As I prepare for a new round of mindfulness gatherings focused on habit change, I’ve been revisiting the work of Hugh Byrne (with appreciation, too, for James Clear and Atomic Habits). To help answer my question above, one additional query Hugh’s work prompted for me is:
What if the habits we want to change are not personal failures but strategies to protect something meaningful?
Take this current experiment. I have a clear, attractive intention: go to bed earlier so I can wake up earlier. Early mornings give me access to meditation, prayer, reflection, creativity — all things I value deeply. Sounds like a no-brainer, right?

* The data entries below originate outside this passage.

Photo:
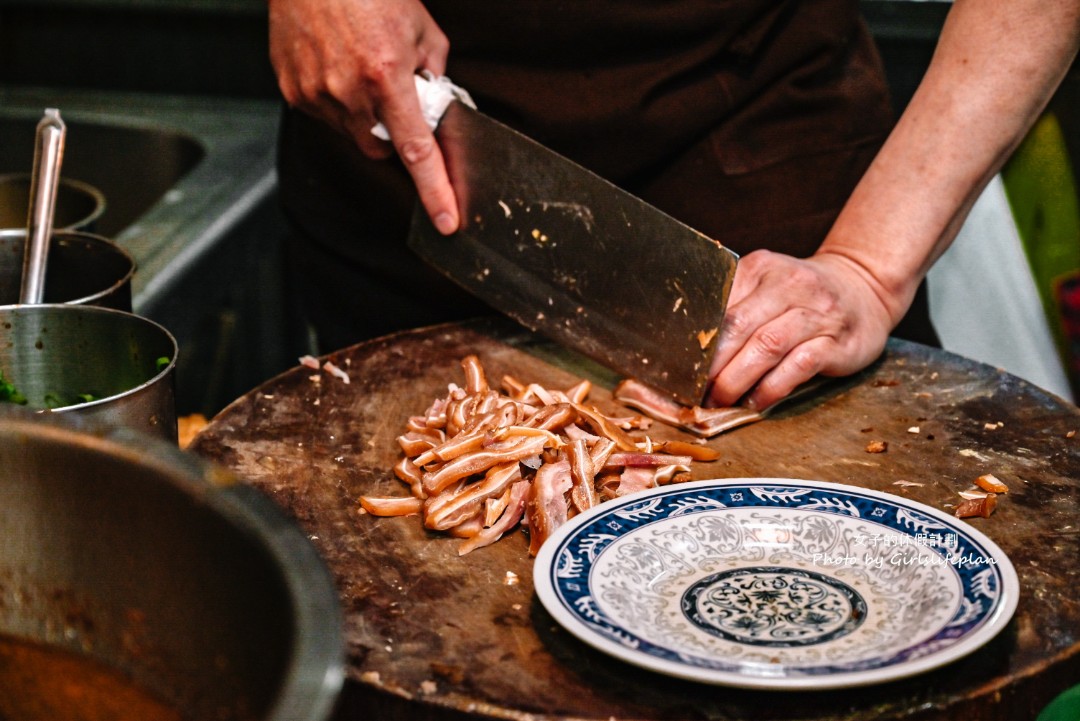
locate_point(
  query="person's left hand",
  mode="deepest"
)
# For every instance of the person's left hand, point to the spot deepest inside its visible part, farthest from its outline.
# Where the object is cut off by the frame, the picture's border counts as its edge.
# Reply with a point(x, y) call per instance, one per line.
point(790, 320)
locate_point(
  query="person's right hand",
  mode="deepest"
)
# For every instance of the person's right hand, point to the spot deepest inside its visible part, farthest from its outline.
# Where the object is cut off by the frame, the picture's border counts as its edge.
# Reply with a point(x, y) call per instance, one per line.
point(350, 63)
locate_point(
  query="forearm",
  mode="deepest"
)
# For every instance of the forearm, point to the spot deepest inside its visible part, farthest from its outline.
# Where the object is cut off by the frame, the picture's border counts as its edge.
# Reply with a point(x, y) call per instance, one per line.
point(996, 67)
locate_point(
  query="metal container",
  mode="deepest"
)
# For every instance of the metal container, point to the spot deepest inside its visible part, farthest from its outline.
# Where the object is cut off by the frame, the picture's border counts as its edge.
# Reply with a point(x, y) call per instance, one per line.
point(82, 269)
point(140, 557)
point(97, 363)
point(78, 204)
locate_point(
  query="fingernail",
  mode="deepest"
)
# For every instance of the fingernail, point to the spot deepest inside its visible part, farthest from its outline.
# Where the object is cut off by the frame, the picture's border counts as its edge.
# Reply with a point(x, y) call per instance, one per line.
point(445, 223)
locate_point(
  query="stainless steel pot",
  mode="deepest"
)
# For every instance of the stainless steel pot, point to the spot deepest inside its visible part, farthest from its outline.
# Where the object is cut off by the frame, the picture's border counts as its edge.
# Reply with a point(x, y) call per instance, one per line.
point(57, 355)
point(124, 549)
point(82, 269)
point(78, 204)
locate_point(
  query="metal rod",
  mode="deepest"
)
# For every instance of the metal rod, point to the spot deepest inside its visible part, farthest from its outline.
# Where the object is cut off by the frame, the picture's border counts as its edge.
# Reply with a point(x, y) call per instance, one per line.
point(48, 155)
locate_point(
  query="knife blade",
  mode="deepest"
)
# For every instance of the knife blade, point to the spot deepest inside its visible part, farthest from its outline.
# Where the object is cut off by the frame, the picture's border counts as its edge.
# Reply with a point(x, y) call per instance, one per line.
point(571, 256)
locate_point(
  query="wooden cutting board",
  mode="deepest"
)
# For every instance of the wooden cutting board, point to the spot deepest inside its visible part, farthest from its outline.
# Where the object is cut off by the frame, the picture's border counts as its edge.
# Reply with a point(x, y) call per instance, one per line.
point(435, 636)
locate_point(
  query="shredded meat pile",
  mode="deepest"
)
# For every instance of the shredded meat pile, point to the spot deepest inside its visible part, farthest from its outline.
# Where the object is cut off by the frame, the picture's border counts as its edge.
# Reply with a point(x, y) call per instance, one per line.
point(480, 462)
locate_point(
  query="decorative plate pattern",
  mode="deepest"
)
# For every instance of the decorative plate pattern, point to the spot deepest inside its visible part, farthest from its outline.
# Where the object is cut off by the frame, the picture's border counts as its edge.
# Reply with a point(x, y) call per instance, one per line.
point(773, 583)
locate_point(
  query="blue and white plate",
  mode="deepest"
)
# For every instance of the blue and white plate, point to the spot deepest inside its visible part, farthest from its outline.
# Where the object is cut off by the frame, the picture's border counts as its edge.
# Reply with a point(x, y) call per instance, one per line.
point(772, 583)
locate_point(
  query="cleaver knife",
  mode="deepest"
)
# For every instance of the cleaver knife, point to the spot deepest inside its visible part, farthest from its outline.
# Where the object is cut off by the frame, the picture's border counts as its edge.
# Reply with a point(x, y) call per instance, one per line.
point(572, 257)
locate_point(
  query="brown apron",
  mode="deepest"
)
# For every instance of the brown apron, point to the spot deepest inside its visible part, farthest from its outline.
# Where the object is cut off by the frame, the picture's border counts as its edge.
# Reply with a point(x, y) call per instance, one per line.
point(748, 120)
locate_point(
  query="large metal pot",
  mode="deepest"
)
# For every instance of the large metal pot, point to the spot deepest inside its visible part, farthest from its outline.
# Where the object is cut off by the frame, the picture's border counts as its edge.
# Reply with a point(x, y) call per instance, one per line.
point(82, 269)
point(78, 204)
point(55, 355)
point(125, 551)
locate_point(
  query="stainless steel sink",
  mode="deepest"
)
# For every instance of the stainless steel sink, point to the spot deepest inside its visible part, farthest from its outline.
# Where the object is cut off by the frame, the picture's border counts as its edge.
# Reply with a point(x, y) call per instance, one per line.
point(190, 191)
point(132, 166)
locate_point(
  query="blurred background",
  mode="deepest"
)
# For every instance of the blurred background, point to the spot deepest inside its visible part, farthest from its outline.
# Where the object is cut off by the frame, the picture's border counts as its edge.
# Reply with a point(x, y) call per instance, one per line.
point(172, 111)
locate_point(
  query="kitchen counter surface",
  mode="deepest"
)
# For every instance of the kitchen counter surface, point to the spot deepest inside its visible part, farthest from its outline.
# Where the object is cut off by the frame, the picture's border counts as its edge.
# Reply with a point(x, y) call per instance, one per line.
point(435, 636)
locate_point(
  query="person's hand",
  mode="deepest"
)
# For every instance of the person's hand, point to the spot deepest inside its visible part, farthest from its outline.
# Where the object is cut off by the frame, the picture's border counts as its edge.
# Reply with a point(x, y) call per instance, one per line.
point(350, 63)
point(790, 320)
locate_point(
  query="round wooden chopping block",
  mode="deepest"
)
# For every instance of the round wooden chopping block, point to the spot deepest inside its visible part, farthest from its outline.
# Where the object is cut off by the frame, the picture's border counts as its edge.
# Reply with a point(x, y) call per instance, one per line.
point(433, 635)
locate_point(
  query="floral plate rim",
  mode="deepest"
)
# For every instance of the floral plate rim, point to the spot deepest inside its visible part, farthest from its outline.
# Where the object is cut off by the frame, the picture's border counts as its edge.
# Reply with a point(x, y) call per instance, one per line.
point(568, 603)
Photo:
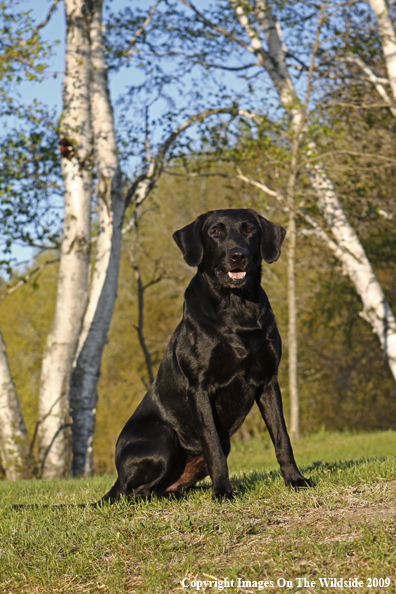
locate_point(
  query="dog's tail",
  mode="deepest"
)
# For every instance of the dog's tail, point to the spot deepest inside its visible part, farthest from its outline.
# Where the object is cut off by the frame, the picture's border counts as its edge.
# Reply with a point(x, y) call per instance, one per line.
point(111, 496)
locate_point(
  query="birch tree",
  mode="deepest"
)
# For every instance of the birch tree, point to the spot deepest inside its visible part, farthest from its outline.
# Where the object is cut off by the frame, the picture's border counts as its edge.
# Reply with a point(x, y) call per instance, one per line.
point(76, 150)
point(256, 17)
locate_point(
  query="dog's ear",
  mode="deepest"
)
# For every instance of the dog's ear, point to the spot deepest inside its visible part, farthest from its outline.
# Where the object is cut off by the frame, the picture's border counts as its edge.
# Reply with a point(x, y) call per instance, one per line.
point(272, 237)
point(189, 242)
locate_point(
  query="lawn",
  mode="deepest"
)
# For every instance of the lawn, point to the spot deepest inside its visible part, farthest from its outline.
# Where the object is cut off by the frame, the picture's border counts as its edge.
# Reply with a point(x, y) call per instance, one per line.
point(268, 539)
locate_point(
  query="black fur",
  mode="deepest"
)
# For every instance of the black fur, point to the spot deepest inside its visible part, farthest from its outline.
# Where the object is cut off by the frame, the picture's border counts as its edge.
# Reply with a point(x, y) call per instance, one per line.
point(222, 357)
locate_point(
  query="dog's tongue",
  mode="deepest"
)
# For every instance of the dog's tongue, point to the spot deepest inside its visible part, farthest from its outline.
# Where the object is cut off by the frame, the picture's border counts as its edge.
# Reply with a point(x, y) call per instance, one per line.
point(237, 275)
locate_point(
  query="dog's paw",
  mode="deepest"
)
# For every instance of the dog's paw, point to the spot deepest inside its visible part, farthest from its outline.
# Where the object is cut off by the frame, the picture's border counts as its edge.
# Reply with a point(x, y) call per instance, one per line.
point(299, 482)
point(223, 494)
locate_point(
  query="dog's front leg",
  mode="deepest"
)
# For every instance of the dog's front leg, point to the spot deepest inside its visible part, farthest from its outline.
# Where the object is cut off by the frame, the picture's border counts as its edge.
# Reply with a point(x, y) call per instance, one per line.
point(213, 452)
point(270, 405)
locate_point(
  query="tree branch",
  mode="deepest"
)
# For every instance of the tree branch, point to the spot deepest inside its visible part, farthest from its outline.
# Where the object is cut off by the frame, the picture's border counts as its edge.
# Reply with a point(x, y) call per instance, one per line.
point(209, 23)
point(374, 79)
point(145, 24)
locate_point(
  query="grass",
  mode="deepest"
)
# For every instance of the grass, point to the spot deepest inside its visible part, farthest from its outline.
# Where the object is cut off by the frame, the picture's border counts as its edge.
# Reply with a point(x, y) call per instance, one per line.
point(344, 528)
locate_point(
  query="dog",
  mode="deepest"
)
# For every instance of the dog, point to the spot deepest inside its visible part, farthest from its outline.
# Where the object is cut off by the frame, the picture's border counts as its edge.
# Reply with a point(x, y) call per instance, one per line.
point(223, 357)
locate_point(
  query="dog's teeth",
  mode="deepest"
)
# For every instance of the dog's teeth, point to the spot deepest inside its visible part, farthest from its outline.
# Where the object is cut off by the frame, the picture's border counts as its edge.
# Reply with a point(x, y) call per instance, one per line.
point(237, 275)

Except… my brain is very involved.
What I’ve noticed is that my existing 8–11 pm routine isn’t random or lazy. It’s familiar. It’s relational. It involves my partner, my pet, the rhythms we’ve established together. My nervous system knows this time. It’s safe here.
So while my idea of waking up at 6 am feels compelling, the reality of what it would take — shifting not just a bedtime, but an ecosystem — is more complex.
And here’s the interesting part: my current habit isn’t unhealthy or harmful. It’s what Hugh Byrne might call unhelpful or unwanted. A quiet whisper, not a scream. Which, ironically, makes it harder to change.
So instead of judging myself for not just doing it, I’m practicing awareness:
- Noticing what I don’t want to lose.
- Noticing what I do want to gain.
- Noticing how wired we are to choose what helps us now over what might help us later.
For now, the next phase of my experiment is modest (atomic?): a 5–15 minute shift, approached with curiosity rather than force. We’ll see where it goes.
Because perhaps real change doesn’t start with fixing but rather facing ourselves — seeing the whole picture to preserve what’s important while adopting what’s inspiring.